On the other hand a great many people like to see their names in print. The remark “don’t put my name in the paper” often means “do put my name in the paper,” with little care as to the accompanying comment.

Many people have a terrible and I think needless fear of what the newspaper can do and say to make or unmake them, to give a book or a play a reputation or kill it outright. I notice that a play often becomes very popular when its first critics condemned it, and the same can be said of books. Uncle Tom’s Cabin, Mark Twain’s Innocents Abroad, Helper’s Irrepressible Conflict and Bret Harte’s Heathen Chinee were not advertised into notice by the Press. Their force made the Press advertise them.

The Press, which so often claims to “mould popular opinion” is in reality moulded by popular opinion and follows it, while sometimes claiming to lead it. There is a power which brings men and movements for greater or lesser periods into public notice, which the Press does not manufacture.

The Press which claims indirectly to have so much of the public morals and the public good in its care and keeping—this “lever of civilization” which will deluge its columns for days and weeks with the preliminaries of a prize fight or parades for a similar time the details of a scandal, places a great deal before the eyes of every boy and girl which seems to me neither civilized nor civilizing.

I object here neither to the prize fight nor its publication. But I can’t think the man who spreads it all broadcast day after day before the community as a promoter of the highest refinement or civilization.

The Press of to-day is either ridiculing ideas or ignoring them entirely, which the Press of a near Future will treat as most important realities, just as fifty years ago, nine-tenths of the American newspapers treated the subject of human slavery. Did the Press of America mould public opinion in this respect or was it the idea that moulded public opinion first and as a necessary consequence the Press followed. Not that I advocate the idea that the editor should express himself far in advance of public opinion or rather of public knowledge. It is a very unwise thing to do. The inevitable result is the kick instead of the copper. Martyrdom is not the business of a newspaper. Many a leading editor of to-day deemed conservative and old fogyish is really more liberal and progressive than those who rail at him. But he is wiser than they and has learned that ideas which may be accepted and in full sway a century hence, cannot be argued as if in full fruition to-day. He may know also how to pave the way for a new idea, and is often doing it while his readers never realize his intent.

CHAPTER XXXV.
RECENT ANTIQUITY.

I was soon to leave for the Eastern States. When I realized that I was going, I found to my surprise that I had made a home in California, that it was an old home and about it clung all the memories and associations of an old home.

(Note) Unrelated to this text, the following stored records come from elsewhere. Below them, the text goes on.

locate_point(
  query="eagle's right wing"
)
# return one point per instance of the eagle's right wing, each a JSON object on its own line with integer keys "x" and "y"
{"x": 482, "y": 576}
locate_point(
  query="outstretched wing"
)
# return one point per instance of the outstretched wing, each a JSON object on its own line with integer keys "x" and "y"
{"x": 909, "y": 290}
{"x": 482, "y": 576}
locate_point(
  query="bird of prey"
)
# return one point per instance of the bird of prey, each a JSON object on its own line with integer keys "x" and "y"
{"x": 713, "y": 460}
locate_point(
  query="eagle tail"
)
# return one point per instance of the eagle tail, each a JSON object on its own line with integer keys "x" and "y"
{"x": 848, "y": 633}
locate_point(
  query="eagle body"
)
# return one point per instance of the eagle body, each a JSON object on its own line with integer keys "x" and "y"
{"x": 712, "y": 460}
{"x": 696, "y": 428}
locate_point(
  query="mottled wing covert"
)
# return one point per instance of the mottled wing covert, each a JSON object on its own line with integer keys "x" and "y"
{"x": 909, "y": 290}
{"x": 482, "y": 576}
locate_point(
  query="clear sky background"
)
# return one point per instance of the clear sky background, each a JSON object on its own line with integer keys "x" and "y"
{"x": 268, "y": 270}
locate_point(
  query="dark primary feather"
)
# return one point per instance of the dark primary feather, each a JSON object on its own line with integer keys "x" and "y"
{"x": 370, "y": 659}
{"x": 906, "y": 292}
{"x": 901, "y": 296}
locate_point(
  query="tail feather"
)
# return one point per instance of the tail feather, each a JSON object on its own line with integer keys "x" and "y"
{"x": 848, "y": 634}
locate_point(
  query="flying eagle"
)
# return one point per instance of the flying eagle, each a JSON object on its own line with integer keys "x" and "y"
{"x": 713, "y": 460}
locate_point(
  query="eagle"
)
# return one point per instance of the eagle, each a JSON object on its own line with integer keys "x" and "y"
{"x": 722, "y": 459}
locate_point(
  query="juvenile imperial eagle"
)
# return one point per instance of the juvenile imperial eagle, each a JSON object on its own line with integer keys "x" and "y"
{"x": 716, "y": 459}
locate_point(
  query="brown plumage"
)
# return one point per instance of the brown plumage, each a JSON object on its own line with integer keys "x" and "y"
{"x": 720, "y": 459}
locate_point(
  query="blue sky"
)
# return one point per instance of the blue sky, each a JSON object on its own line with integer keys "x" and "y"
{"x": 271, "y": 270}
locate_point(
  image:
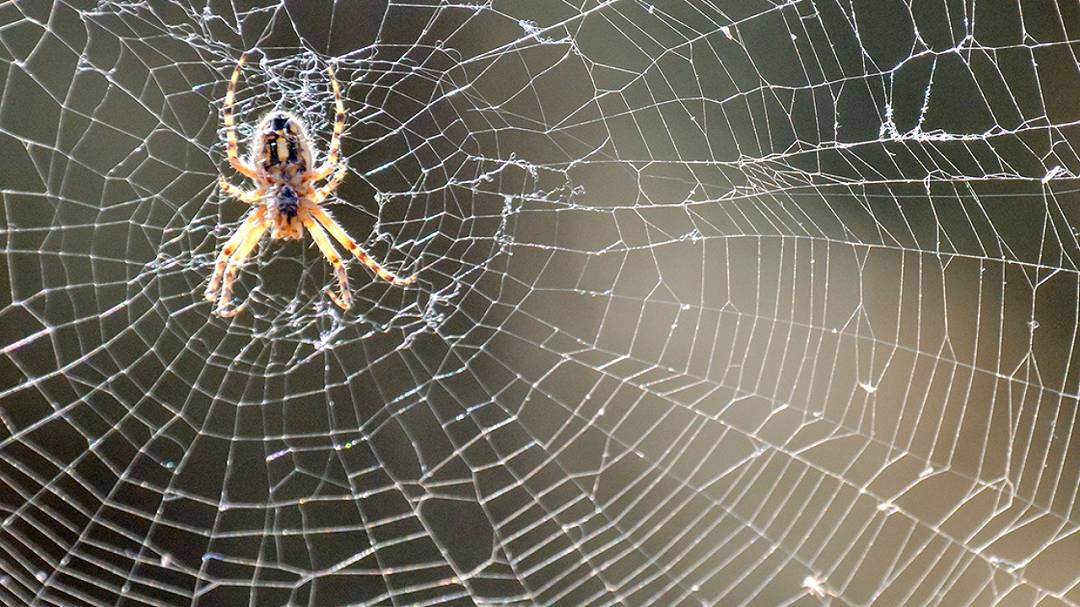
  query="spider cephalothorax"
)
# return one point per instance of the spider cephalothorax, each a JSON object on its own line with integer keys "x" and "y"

I wanted to visit the mines and take a farewell look at the camps where I had lived and worked in a period now fast becoming “old times,” and I went.

The term antiquity is relative in its character. Twenty years may involve an antiquity as much as 200 or 2,000. Indeed, as regards sensation and emotion, the more recent antiquity is the more strongly is it realized and more keenly felt. Standing to-day on the hillside and looking down on the site of the camp where you mined twenty-five years ago, and then going down that hill and treading over that site, now silent and deserted, and you realize, so to speak, a live antiquity. So far as ancient Greece or Rome are concerned, their histories would make no different impression on us if dated 600 years ago or 6,000. We are imposed upon by these rows of ciphers. They convey really no sense of time’s duration. They are but mathematical sounds. We know only that these nations and these men and women lived, ate, slept, drank, quarrelled, coveted, loved, hated, and died a long time ere we were born and that of it all we have but fragments of their history, or rather fragments of the history of a few prominent individuals.